Há a ideia da bruxa vilã com risada malvada, da vítima de uma sociedade, da femme fatale, explica Carol Chiovatto, escritora e doutora em Letras pela USP, onde estudou a figura da bruxa como estereótipo do feminino transgressor. “Escolhemos aspectos da bruxa nos quais queremos reparar e nos quais não queremos reparar. E essas escolhas vão se mostrando conforme o produto que estamos consumindo”, afirma ela.
Representações múltiplas
Para a pesquisadora, o fator mais forte de mudança na representação da bruxa ao longo do tempo foi a crença. Em sociedades antigas, acreditava-se no poder definido no nascimento: “Às vezes nasceu em determinada fase da Lua, às vezes o parto aconteceu de determinada maneira”. Até que, no começo da Idade Moderna, a bruxa deixa de ser alguém que nasceu com aquele poder e passa a ser alguém que fez um pacto com o diabo. “Porque a Igreja não conseguia admitir que um ser humano tivesse poder, a não ser que o diabo o tivesse dado.”
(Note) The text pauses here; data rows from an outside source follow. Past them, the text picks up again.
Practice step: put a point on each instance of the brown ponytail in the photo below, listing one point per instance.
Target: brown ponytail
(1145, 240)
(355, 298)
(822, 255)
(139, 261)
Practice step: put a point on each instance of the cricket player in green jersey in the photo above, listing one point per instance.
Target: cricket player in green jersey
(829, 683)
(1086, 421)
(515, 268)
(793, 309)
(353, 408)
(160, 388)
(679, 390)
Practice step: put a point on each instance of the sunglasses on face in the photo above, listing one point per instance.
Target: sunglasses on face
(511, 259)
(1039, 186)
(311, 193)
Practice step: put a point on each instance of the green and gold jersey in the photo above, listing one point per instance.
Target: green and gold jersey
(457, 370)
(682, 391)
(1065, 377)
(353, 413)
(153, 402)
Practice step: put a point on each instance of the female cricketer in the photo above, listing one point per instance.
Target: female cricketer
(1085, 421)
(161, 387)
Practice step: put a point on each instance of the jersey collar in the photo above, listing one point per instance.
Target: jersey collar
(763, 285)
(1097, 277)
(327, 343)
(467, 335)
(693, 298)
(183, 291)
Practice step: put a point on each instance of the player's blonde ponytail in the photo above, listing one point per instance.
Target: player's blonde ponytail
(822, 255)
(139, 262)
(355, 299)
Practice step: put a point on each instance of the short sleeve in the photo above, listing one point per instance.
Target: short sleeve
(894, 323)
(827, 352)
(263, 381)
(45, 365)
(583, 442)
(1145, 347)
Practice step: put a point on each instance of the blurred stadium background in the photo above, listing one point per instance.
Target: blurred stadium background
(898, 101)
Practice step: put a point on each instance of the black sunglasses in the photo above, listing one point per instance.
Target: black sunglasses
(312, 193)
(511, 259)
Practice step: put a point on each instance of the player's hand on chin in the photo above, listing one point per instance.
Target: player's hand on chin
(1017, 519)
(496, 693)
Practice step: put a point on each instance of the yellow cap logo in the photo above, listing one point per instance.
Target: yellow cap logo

Assim começou a perseguição às bruxas pela Justiça comum. Sem testemunhos da magia, no entanto, a crença enfraqueceu. “Mas isso foi um trabalho que aconteceu ao longo de mais de um século”, explica Chiovatto. Como as rés na maior parte dos processos por bruxaria eram pessoas em vulnerabilidade social, como viúvas, idosas ou mulheres em situação de mendicância, a literatura entre 1700 e 1800, no romantismo, começa a pensar na figura da bruxa como vítima.
É com a segunda onda do movimento feminista, nos anos 1960, que essa mulher deixa de ser somente vítima e passa a ser também agente. “Bruxa era um xingamento. Quando o movimento feminista se apodera disso, ser bruxa, em alguns discursos, começa a ser um elogio. Tentando conciliar o passado e criar novas tradições”, diz Chiovatto. Além disso, surgem ainda as teorias de bruxas neopagãs, como a religião wicca.
Autoria feminina
Ao longo do tempo, todas essas representações se misturaram. Maria Carolina Casati, criadora do perfil de literatura no Instagram @encruzilinhas, vê diferenças nas histórias de bruxas contadas por homens e por mulheres. No primeiro caso, a bruxa é uma mulher feia, velha e assustadora. “Está tudo muito no corpo, esse corpo que ninguém mais deseja, esse corpo que assusta.” Além dessa descrição quase sempre frequente, diz ela, a bruxa do autor homem faz “maldade pela maldade”.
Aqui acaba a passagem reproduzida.